Is cybersecurity for connected fleets a “nerdy” topic that is best left to the computer scientists and other IT experts, or do fleet executives have a direct responsibility to understand and ensure the security program for their fleet?
This was my opening question at a panel on cybersecurity for connected fleets at the recent Connected Fleet Conference in Brussels, Belgium. I had a chance to discuss this and related questions with two eminent experts in the field: Dr. Dan Massey, director of technology, cybersecurity and policy at the University of Colorado Boulder and part of the Neutral Vehicle Consortium (and formerly program manager for the Cybersecurity Division at the U.S. Department of Homeland Security); and Ted Guild, connected vehicle lead at W3C and research staff at the MIT Computer Science and Artificial Intelligence Laboratory (CSAIL).
Their answer was clear and unequivocal: Cybersecurity is an executive responsibility; it cannot be abdicated or blindly delegated — be it to an inside department or outside provider. This was their analogy: Senior executives must not and will not leave a firm’s finances to the accounting department (alone) or people development to the HR department (alone); the same way, fleet executives must have a grasp of cybersecurity at the concept level and must ask the right questions of their IT departments and vendors to satisfy themselves that a robust program is in place.
At the same time, cybersecurity is of course a highly technical subject matter and fleets must rely on experienced and specialized technical experts both inside and outside the firm. Thus, taking responsibility does not mean becoming a cyber expert; but it does mean understanding the fundamentals. So the answer to our questions is actually not “either-or” but “both.”
The follow-up question was: “How do executives take responsibility?”
The answers here were very practical. With all the technical sophistication and often enormity of detail in cybersecurity there are four principles that should be top of mind for fleet executives:
- Cybersecurity for connected fleet starts with a standards-based security program that is then tailored towards the specific context of connected fleets. An example of a fleet specific set of security recommendations that can be implemented in the framework of a broader standard such as ISO or NIST is the telematics cybersecurity primer for agencies prepared for the Department of Homeland Security by the U.S. DOT Volpe National Transportation Systems Center. Such a specific set of recommendations will ensure that fleet-related risks, threats, and vulnerabilities are appropriately addressed. The Neutral Vehicle Consortium at the University of Colorado is actively engaged in bringing forward fleet specific security recommendations and advance their adoption in the fleet industry.
- Fleet executives must appreciate that it will always be hard for “insiders” who have designed the system to take on the mindset of an outside intruder. The “bad guys” just think differently. Therefore, while it may sound counter-intuitive, “open systems” — those that are fully disclosed and documented — are actually more secure than closed systems that are only known to insiders and adversaries looking for vulnerabilities. In closed systems, the defender is on their own whereas in an open system the defender can enlist their system users as allies. Companies should also employ outsiders to assess the security system and look for weaknesses — this outside perspective and testing is crucial.

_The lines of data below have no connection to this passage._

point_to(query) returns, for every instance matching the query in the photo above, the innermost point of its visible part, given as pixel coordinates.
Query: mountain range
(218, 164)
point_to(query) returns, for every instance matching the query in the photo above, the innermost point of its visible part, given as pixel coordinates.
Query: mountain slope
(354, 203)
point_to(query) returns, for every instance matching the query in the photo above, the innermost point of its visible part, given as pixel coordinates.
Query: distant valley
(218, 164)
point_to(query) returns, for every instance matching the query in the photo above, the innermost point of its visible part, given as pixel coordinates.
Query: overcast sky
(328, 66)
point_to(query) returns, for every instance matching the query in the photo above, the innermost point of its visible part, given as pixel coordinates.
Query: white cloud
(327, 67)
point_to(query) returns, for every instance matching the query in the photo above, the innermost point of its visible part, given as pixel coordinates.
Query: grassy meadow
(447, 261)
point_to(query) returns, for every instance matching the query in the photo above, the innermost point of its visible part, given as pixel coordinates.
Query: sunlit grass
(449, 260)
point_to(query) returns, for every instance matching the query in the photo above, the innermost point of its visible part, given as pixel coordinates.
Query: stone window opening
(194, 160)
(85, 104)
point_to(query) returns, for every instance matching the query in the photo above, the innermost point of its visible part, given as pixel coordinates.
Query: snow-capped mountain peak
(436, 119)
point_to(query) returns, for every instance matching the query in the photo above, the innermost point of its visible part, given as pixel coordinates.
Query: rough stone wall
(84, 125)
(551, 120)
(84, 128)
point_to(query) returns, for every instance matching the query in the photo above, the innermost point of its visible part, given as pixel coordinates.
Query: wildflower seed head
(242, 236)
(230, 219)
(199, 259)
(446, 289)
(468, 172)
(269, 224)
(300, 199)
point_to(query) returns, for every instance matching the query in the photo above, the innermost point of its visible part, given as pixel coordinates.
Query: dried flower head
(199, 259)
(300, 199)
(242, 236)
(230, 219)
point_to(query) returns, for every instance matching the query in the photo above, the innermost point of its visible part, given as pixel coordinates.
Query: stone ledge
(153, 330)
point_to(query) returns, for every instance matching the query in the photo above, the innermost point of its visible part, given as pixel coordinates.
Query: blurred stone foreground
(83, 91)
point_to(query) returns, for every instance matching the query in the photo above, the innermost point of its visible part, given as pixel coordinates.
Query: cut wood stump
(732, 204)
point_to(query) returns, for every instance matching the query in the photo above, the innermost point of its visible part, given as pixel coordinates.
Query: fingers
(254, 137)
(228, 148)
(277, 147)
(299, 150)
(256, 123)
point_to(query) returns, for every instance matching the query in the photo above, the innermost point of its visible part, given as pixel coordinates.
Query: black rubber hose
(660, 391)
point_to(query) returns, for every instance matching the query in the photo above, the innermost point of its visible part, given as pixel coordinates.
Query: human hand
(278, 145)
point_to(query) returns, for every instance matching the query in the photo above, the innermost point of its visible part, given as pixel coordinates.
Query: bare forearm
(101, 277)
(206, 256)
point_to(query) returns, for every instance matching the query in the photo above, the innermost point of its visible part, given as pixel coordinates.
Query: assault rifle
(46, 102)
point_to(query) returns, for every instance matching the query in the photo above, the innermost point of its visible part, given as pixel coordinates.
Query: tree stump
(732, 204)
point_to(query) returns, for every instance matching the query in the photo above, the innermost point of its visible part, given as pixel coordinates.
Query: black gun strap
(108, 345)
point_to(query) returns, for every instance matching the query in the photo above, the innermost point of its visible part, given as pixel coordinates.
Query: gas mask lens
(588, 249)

- Security is always a journey and never a destination. Adversaries will constantly always look for new and creative ways to break through; there simply is no such thing as a flawless system. Those who say otherwise either suffer from ignorance and hubris or are willfully lying. The key therefore is to start with a sound architecture, detect flaws early and patch them immediately. That’s why over-the-air patching using digitally signed updates is the third crucial component of any fleet security program.
- Finally, connected fleets do not exist in isolation. They typically rely on systems and components supplied by third parties who must follow the above principles in their systems.
Thus, fleet executives should be asking four critical questions:
- Does our fleet follow leading cybersecurity standards and is their implementation geared towards the fleet and transportation industry?
- Do we use outside experts to test/challenge our security program?
- Do we disclose security vulnerabilities and do we have a reliable system for over-the-air patching?
- Do our strategic partners have good answers to the above questions?
Asking these four questions — not just once but on a regular basis — and insisting on answers that are clear, unequivocal and understandable is a concrete way that fleet executives can and must take responsibility for managing cyber risks.